I doubt I ever called the Beslan hostage-takers freedom fighters. It doesn't sound like something I would say. But if you dig up the quote, then I apologize for it.
First of all, it's highly subjective as I'm sure you know. But freedom fighter refers to ends, terrorist refers to the means used tos ecure those ends. You can be a freedom fighter without using terrorist methods (though that's unlikely), and you can be a terrorist without fighting for freedom (9/11 for example.)
If I am indeed inconsistent in calling the KLA terrorist and their cause illegitmate while at the same time advocating independence for Chechnya (which, by the way, exists on a completly different level, given that several hundred thousand innocents have been killed, as opposed to less than 5000 civilians on
both sides in Kosovo) than I could be forgiven, since you (presumably) support both the independence of Kosovo, due to majority will (a majority by the way that was obtained by the same type of ethnic cleansing prevalent during the early 90s, though in this case it happened while the territory was firmly under NATO control) and yet oppose the same thing in Bosnia. If I am inconsistent, then so are the major world powers, the only difference being that they have armies, diplomats and courts to carry out their will.
What I am arguing for (or rather against) at the moment is the right of foreign powers to exercise control over the territory of a sovereign nation(s) by force of arms. By engaging in a civil war, a country (or any component of it) does not magically give up it's sovereignty. If that were the case, there are AFAIK around 30 such conflicts currrently on-going aroud the world, and in each case you would presumably support the subordination of the local, elected government to rule by an unelected, unaccountable foreign group, for an unspecified length of time, with blanket powers over every aspect of the state.

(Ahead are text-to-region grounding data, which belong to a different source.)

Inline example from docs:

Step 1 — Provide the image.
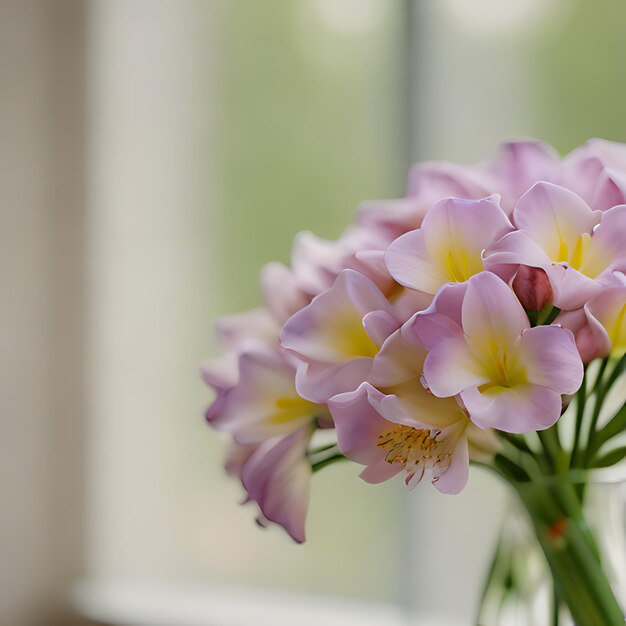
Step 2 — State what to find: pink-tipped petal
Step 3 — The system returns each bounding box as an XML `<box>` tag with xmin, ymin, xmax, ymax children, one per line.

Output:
<box><xmin>294</xmin><ymin>358</ymin><xmax>373</xmax><ymax>404</ymax></box>
<box><xmin>484</xmin><ymin>230</ymin><xmax>552</xmax><ymax>270</ymax></box>
<box><xmin>432</xmin><ymin>435</ymin><xmax>469</xmax><ymax>495</ymax></box>
<box><xmin>491</xmin><ymin>140</ymin><xmax>559</xmax><ymax>213</ymax></box>
<box><xmin>513</xmin><ymin>182</ymin><xmax>600</xmax><ymax>259</ymax></box>
<box><xmin>407</xmin><ymin>161</ymin><xmax>491</xmax><ymax>199</ymax></box>
<box><xmin>215</xmin><ymin>307</ymin><xmax>280</xmax><ymax>352</ymax></box>
<box><xmin>261</xmin><ymin>262</ymin><xmax>309</xmax><ymax>323</ymax></box>
<box><xmin>519</xmin><ymin>326</ymin><xmax>584</xmax><ymax>395</ymax></box>
<box><xmin>328</xmin><ymin>383</ymin><xmax>392</xmax><ymax>467</ymax></box>
<box><xmin>547</xmin><ymin>263</ymin><xmax>604</xmax><ymax>310</ymax></box>
<box><xmin>362</xmin><ymin>310</ymin><xmax>399</xmax><ymax>347</ymax></box>
<box><xmin>369</xmin><ymin>321</ymin><xmax>424</xmax><ymax>387</ymax></box>
<box><xmin>420</xmin><ymin>196</ymin><xmax>513</xmax><ymax>265</ymax></box>
<box><xmin>422</xmin><ymin>335</ymin><xmax>488</xmax><ymax>397</ymax></box>
<box><xmin>359</xmin><ymin>457</ymin><xmax>404</xmax><ymax>484</ymax></box>
<box><xmin>582</xmin><ymin>205</ymin><xmax>626</xmax><ymax>278</ymax></box>
<box><xmin>385</xmin><ymin>229</ymin><xmax>447</xmax><ymax>294</ymax></box>
<box><xmin>280</xmin><ymin>270</ymin><xmax>390</xmax><ymax>364</ymax></box>
<box><xmin>241</xmin><ymin>426</ymin><xmax>313</xmax><ymax>543</ymax></box>
<box><xmin>461</xmin><ymin>384</ymin><xmax>562</xmax><ymax>433</ymax></box>
<box><xmin>461</xmin><ymin>272</ymin><xmax>529</xmax><ymax>347</ymax></box>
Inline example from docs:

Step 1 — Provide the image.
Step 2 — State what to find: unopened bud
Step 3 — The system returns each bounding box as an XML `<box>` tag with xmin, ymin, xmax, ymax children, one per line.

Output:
<box><xmin>512</xmin><ymin>265</ymin><xmax>553</xmax><ymax>311</ymax></box>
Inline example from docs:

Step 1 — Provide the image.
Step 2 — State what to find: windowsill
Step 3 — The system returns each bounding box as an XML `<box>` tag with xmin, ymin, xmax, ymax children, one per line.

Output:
<box><xmin>73</xmin><ymin>579</ymin><xmax>470</xmax><ymax>626</ymax></box>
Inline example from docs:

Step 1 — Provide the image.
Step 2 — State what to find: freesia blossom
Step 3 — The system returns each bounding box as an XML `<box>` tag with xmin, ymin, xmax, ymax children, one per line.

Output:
<box><xmin>201</xmin><ymin>307</ymin><xmax>280</xmax><ymax>422</ymax></box>
<box><xmin>205</xmin><ymin>347</ymin><xmax>322</xmax><ymax>542</ymax></box>
<box><xmin>413</xmin><ymin>272</ymin><xmax>584</xmax><ymax>433</ymax></box>
<box><xmin>329</xmin><ymin>383</ymin><xmax>471</xmax><ymax>494</ymax></box>
<box><xmin>207</xmin><ymin>349</ymin><xmax>321</xmax><ymax>442</ymax></box>
<box><xmin>485</xmin><ymin>182</ymin><xmax>626</xmax><ymax>310</ymax></box>
<box><xmin>203</xmin><ymin>138</ymin><xmax>626</xmax><ymax>549</ymax></box>
<box><xmin>385</xmin><ymin>195</ymin><xmax>513</xmax><ymax>295</ymax></box>
<box><xmin>202</xmin><ymin>306</ymin><xmax>325</xmax><ymax>542</ymax></box>
<box><xmin>280</xmin><ymin>269</ymin><xmax>399</xmax><ymax>403</ymax></box>
<box><xmin>329</xmin><ymin>315</ymin><xmax>497</xmax><ymax>494</ymax></box>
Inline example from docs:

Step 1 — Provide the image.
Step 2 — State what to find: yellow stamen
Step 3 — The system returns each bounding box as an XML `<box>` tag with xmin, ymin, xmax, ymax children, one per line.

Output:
<box><xmin>377</xmin><ymin>424</ymin><xmax>439</xmax><ymax>467</ymax></box>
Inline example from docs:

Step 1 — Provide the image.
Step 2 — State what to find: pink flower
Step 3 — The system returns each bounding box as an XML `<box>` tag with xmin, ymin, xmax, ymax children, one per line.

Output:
<box><xmin>328</xmin><ymin>315</ymin><xmax>499</xmax><ymax>494</ymax></box>
<box><xmin>201</xmin><ymin>307</ymin><xmax>280</xmax><ymax>422</ymax></box>
<box><xmin>207</xmin><ymin>349</ymin><xmax>321</xmax><ymax>442</ymax></box>
<box><xmin>558</xmin><ymin>273</ymin><xmax>626</xmax><ymax>362</ymax></box>
<box><xmin>558</xmin><ymin>138</ymin><xmax>626</xmax><ymax>211</ymax></box>
<box><xmin>385</xmin><ymin>195</ymin><xmax>513</xmax><ymax>295</ymax></box>
<box><xmin>413</xmin><ymin>272</ymin><xmax>584</xmax><ymax>433</ymax></box>
<box><xmin>487</xmin><ymin>140</ymin><xmax>560</xmax><ymax>214</ymax></box>
<box><xmin>329</xmin><ymin>383</ymin><xmax>471</xmax><ymax>494</ymax></box>
<box><xmin>280</xmin><ymin>269</ymin><xmax>398</xmax><ymax>403</ymax></box>
<box><xmin>485</xmin><ymin>182</ymin><xmax>626</xmax><ymax>310</ymax></box>
<box><xmin>202</xmin><ymin>308</ymin><xmax>324</xmax><ymax>542</ymax></box>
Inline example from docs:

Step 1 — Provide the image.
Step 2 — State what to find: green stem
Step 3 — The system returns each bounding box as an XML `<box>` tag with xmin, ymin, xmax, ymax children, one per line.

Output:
<box><xmin>585</xmin><ymin>356</ymin><xmax>625</xmax><ymax>466</ymax></box>
<box><xmin>570</xmin><ymin>369</ymin><xmax>587</xmax><ymax>469</ymax></box>
<box><xmin>310</xmin><ymin>452</ymin><xmax>346</xmax><ymax>473</ymax></box>
<box><xmin>513</xmin><ymin>480</ymin><xmax>624</xmax><ymax>626</ymax></box>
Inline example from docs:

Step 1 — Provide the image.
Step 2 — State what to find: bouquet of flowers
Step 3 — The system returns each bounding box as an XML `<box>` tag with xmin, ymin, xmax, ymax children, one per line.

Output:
<box><xmin>202</xmin><ymin>140</ymin><xmax>626</xmax><ymax>625</ymax></box>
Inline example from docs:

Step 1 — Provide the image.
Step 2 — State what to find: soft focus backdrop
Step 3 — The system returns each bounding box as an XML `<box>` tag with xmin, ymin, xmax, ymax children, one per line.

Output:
<box><xmin>2</xmin><ymin>1</ymin><xmax>626</xmax><ymax>625</ymax></box>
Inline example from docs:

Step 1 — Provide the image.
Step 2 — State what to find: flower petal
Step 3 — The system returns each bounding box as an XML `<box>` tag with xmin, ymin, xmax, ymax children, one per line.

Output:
<box><xmin>461</xmin><ymin>272</ymin><xmax>529</xmax><ymax>349</ymax></box>
<box><xmin>261</xmin><ymin>262</ymin><xmax>309</xmax><ymax>324</ymax></box>
<box><xmin>218</xmin><ymin>351</ymin><xmax>315</xmax><ymax>443</ymax></box>
<box><xmin>421</xmin><ymin>334</ymin><xmax>487</xmax><ymax>397</ymax></box>
<box><xmin>384</xmin><ymin>229</ymin><xmax>447</xmax><ymax>294</ymax></box>
<box><xmin>407</xmin><ymin>161</ymin><xmax>491</xmax><ymax>199</ymax></box>
<box><xmin>280</xmin><ymin>269</ymin><xmax>391</xmax><ymax>364</ymax></box>
<box><xmin>432</xmin><ymin>434</ymin><xmax>469</xmax><ymax>495</ymax></box>
<box><xmin>491</xmin><ymin>140</ymin><xmax>559</xmax><ymax>214</ymax></box>
<box><xmin>328</xmin><ymin>383</ymin><xmax>392</xmax><ymax>467</ymax></box>
<box><xmin>295</xmin><ymin>358</ymin><xmax>373</xmax><ymax>404</ymax></box>
<box><xmin>518</xmin><ymin>326</ymin><xmax>583</xmax><ymax>395</ymax></box>
<box><xmin>513</xmin><ymin>182</ymin><xmax>600</xmax><ymax>260</ymax></box>
<box><xmin>460</xmin><ymin>384</ymin><xmax>562</xmax><ymax>433</ymax></box>
<box><xmin>241</xmin><ymin>426</ymin><xmax>313</xmax><ymax>543</ymax></box>
<box><xmin>421</xmin><ymin>196</ymin><xmax>513</xmax><ymax>272</ymax></box>
<box><xmin>362</xmin><ymin>310</ymin><xmax>399</xmax><ymax>347</ymax></box>
<box><xmin>581</xmin><ymin>205</ymin><xmax>626</xmax><ymax>278</ymax></box>
<box><xmin>484</xmin><ymin>230</ymin><xmax>553</xmax><ymax>270</ymax></box>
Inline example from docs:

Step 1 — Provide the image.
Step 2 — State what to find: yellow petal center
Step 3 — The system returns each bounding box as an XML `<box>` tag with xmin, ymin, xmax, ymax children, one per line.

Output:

Originally posted by karajorma
And do you believe it was right for any of them to have profitted from that?
But who will serve out the justice, and on a global scale no less? Are they elected? Who gave them authority to do so? How much authority exactly do they have? I don;t believe that it is right for the group with the most guns to come up with a definition of justice that suit them and impose it on those who are powerless to refuse. Shall we start extraditing
all individuals gulty of war crimes? I would be fine with that, as long as a single standard is applied to all, or else the court has no legitimacy. If you want to punish those who start wars, I can certainly agree with that, but until I see Blair, Bush, Clinton, Putin and others in the dock, I will consider the Hague a kangaroo court.
Don't get me wrong, I look forward to a truly global court, because you can't expect a nation to persecute it's own leaders, but if they apply the standard of justice selectively, then I really can't support that.
Though again, I really don't see how implementing economic reforms, education reforms and other such things, much less determining the very direction in which the country should steer has anything to do with war crimes or war criminals, even if you accept the legitimacy of Ashdown's mission in Bosnia.